Amazing Spider-Mancostume designer keen to work in India

Update: 2013-06-21 09:57 GMT
Hollywood costume designer Kym Barrett, who had a major hand in redesigning the webslinger's costume for "The Amazing Spider-Man", says she would love to visit India, but not as a tourist. She wants to explore work options in the country.

"I would love to shoot a film in India. I don't want to travel to India as a tourist," Barrett told IANS in an email interview.

"I like to live and work in different countries where I can really experience life and the culture of the country," she added.

Her body of work includes projects as varied as romantic drama "Romeo + Juliet", sci-fi classic "The Matrix", supernatural thriller "Gothika", rom-com "Monster-in-Law" and superhero project "The Amazing Spider-Man".
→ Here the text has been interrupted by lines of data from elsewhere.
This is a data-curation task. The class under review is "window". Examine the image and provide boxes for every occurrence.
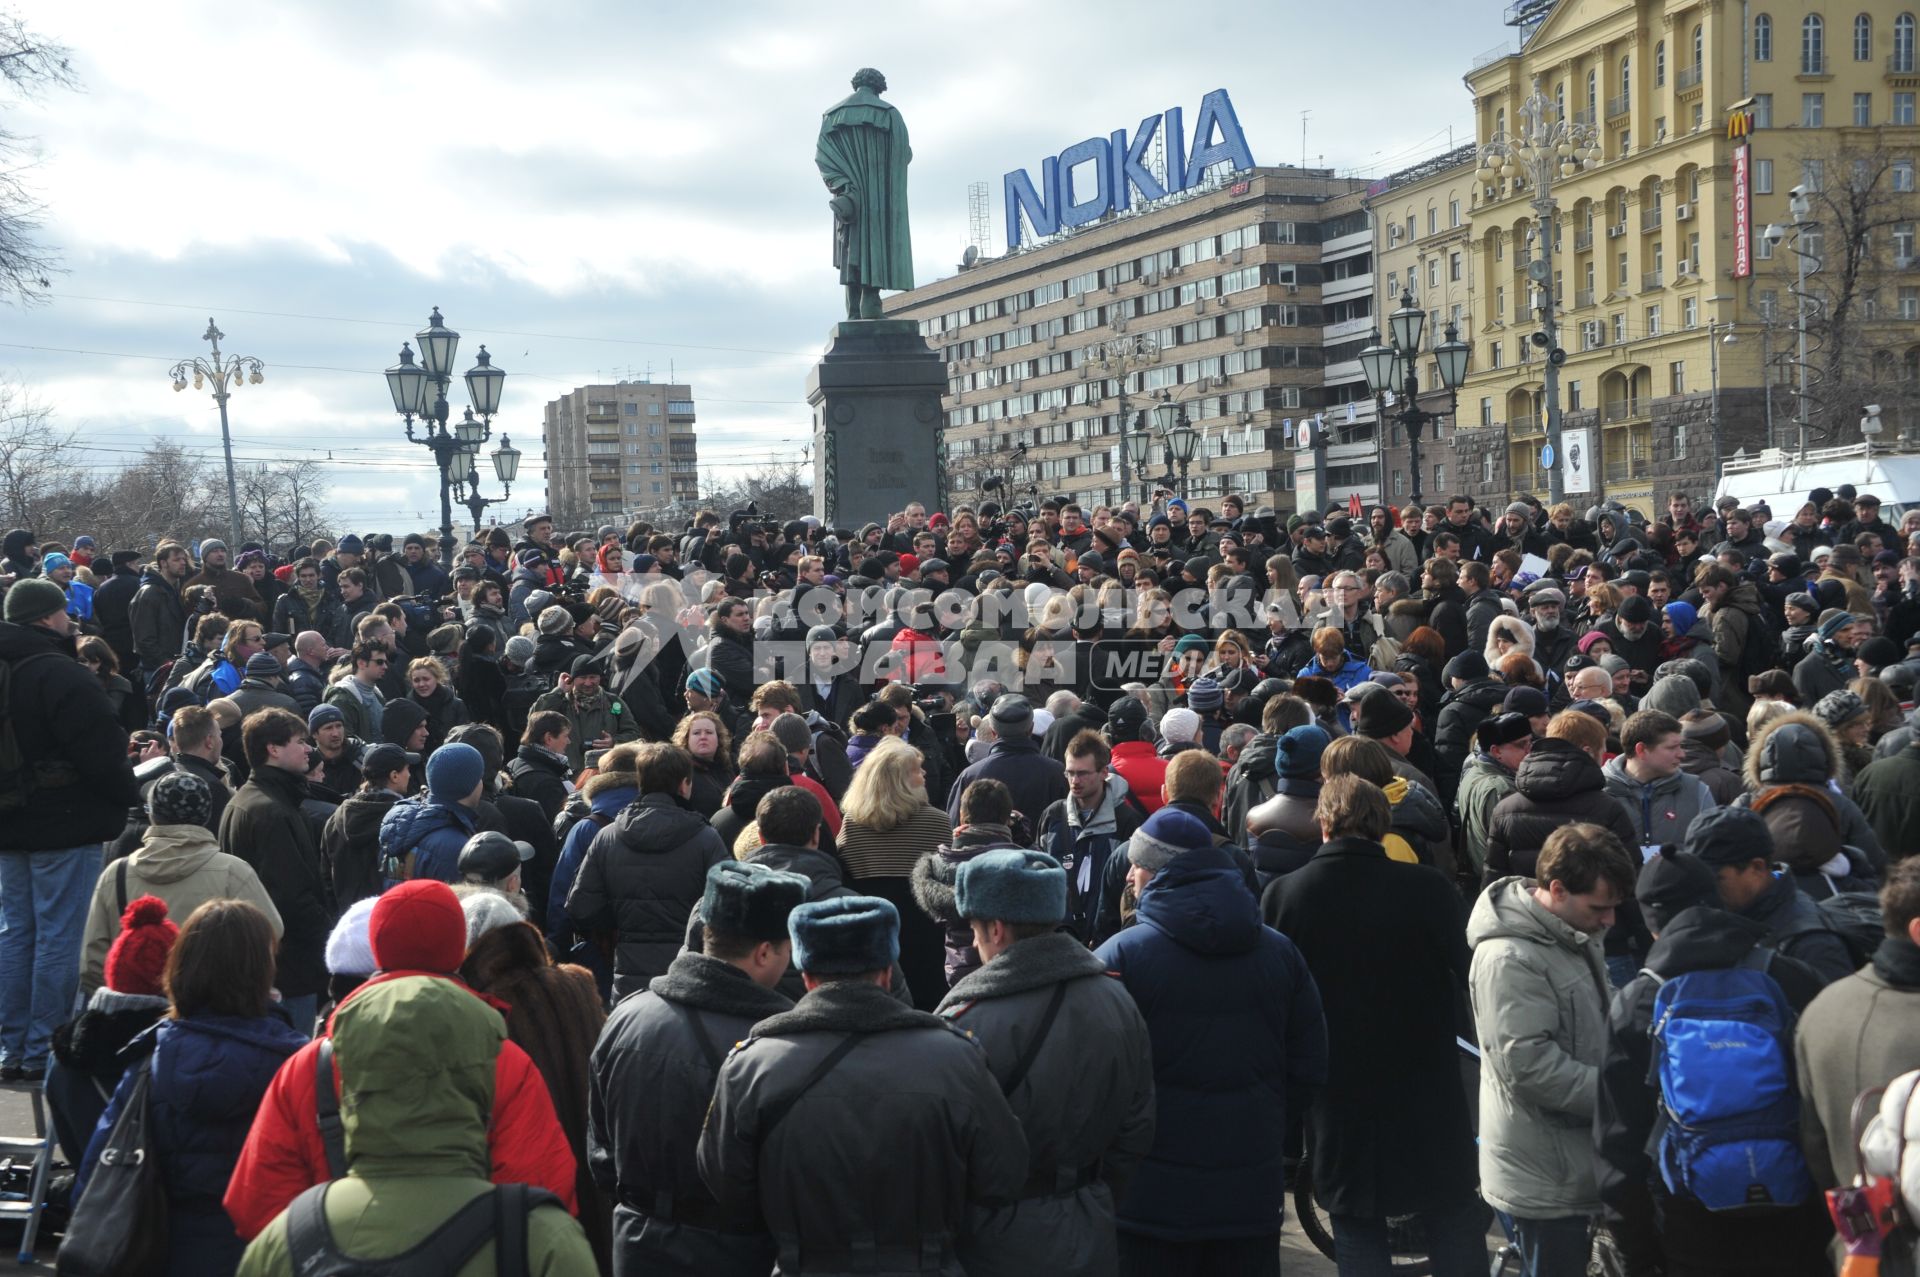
[1856,12,1873,60]
[1902,286,1920,320]
[648,402,661,415]
[1675,424,1689,459]
[1568,380,1583,410]
[1385,270,1398,297]
[1694,23,1705,67]
[1897,160,1917,191]
[1758,233,1777,260]
[1392,469,1405,496]
[648,421,663,436]
[1682,295,1699,327]
[1587,68,1599,118]
[1495,285,1506,318]
[1428,259,1440,288]
[1428,207,1438,236]
[621,402,637,415]
[1646,304,1662,335]
[1897,92,1918,124]
[1803,93,1825,127]
[1755,158,1775,193]
[1433,464,1445,492]
[1754,93,1773,127]
[1491,341,1504,368]
[1612,312,1627,343]
[1756,12,1775,60]
[1449,199,1461,227]
[1450,251,1462,282]
[1480,397,1494,426]
[1804,158,1826,190]
[1895,222,1916,260]
[1857,92,1874,125]
[1899,13,1917,71]
[1618,251,1630,288]
[1670,361,1688,395]
[1656,40,1667,84]
[1622,55,1631,96]
[1760,289,1780,319]
[1804,14,1825,73]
How difficult is it to come up with innovative designs for iconic characters like Spiderman, who has a fan following stretching back decades?

"These characters are difficult to design as they are already so dear to the people's hearts," admits Barrett, who designed a slicker and smarter spandex-based attire for actor Andrew Garfield, the on-screen Spiderman.
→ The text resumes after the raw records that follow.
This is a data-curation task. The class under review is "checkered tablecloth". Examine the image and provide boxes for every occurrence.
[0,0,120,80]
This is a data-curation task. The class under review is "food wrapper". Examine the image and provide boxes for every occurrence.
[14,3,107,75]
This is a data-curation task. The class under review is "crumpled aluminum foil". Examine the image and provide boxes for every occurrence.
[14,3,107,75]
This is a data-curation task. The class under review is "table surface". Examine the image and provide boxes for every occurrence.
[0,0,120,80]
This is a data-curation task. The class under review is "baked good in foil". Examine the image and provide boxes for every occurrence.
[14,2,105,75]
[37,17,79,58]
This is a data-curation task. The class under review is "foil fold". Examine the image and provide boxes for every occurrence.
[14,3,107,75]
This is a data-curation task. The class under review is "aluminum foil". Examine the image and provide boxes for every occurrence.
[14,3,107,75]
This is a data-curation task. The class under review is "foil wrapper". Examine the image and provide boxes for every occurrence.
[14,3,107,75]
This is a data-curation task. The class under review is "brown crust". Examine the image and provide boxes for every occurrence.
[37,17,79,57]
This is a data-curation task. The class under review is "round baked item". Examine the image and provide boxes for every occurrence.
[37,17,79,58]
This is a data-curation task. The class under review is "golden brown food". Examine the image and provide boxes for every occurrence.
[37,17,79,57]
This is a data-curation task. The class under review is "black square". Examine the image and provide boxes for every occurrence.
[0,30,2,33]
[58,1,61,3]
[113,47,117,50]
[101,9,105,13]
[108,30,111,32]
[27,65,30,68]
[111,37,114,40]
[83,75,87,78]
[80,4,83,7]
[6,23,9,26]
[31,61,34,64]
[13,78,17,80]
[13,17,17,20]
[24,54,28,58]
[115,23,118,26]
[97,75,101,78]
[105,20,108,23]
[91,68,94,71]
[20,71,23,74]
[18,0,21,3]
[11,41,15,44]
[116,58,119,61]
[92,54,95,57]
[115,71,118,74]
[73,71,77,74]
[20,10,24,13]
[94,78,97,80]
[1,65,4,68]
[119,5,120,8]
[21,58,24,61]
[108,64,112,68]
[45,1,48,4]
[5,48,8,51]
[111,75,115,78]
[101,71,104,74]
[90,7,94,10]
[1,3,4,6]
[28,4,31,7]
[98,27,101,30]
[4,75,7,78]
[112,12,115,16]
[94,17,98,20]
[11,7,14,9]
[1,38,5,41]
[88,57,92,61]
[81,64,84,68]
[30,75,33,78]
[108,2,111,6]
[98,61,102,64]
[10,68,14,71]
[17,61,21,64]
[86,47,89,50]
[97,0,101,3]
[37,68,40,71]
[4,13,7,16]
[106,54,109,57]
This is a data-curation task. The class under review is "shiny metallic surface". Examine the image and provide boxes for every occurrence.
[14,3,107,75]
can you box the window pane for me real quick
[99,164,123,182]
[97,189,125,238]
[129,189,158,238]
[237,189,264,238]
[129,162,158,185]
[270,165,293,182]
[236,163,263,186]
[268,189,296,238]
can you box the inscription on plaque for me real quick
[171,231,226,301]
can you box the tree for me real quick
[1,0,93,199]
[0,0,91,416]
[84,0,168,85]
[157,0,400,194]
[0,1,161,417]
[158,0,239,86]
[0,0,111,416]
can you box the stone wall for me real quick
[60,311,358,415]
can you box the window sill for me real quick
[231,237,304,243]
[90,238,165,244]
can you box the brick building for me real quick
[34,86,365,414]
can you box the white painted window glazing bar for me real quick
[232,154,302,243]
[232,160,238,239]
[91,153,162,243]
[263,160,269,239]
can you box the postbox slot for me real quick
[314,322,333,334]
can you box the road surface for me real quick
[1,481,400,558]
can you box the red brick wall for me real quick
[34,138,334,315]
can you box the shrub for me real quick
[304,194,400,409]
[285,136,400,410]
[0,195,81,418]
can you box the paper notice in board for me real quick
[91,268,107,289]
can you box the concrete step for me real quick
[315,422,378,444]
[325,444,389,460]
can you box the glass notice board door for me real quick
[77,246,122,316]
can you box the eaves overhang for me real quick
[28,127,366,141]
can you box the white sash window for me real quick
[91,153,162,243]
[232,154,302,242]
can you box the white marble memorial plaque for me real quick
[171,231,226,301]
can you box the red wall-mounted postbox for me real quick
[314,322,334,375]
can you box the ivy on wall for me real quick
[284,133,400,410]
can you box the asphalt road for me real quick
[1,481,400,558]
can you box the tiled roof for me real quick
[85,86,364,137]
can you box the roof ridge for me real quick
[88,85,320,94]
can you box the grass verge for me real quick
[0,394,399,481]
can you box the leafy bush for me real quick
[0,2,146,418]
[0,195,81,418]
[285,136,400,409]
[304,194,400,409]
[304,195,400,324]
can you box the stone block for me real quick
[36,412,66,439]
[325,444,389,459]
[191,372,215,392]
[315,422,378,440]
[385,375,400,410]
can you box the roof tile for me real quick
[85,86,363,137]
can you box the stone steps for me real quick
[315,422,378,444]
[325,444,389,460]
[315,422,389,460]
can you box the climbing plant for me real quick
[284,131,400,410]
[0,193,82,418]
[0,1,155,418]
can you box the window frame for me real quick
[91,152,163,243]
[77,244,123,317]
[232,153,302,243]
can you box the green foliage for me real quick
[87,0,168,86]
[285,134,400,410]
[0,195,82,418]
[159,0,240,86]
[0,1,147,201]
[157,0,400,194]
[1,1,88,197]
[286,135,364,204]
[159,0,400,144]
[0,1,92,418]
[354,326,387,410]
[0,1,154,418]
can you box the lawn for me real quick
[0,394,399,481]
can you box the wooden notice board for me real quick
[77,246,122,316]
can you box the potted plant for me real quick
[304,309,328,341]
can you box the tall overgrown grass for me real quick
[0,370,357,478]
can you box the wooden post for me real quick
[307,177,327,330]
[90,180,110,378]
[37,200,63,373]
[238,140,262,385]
"You need to re-imagine the costume and then try to create a new atmosphere around the character - a design that retains his or her original characteristics, but lives a new life in context with the new story," she added.

The 2012 film "The Amazing Spiderman", which will be aired on Sony Pix June 26, was a character Barrett enjoyed working on because she likes "projects that are adventurous and full of fascinating characters".

Barrett was just 28 when filmmaker Baz Luhrmann asked her to design costumes for the 1996 film "Romeo + Juliet". Before that, she had studied costume and set design at the National Institute of Dramatic Art in Sydney.

Barrett's first tryst with costume designing was in the world of theatre. How different is it to design for the cinema and theatre?

"Theatre is very immediate and everything evolves constantly through rehearsals and into the run of the show, the costume, the character and the makeup. (It is) different in film, where once a scene is shot, you must adapt your continuity around that first scene," she explained.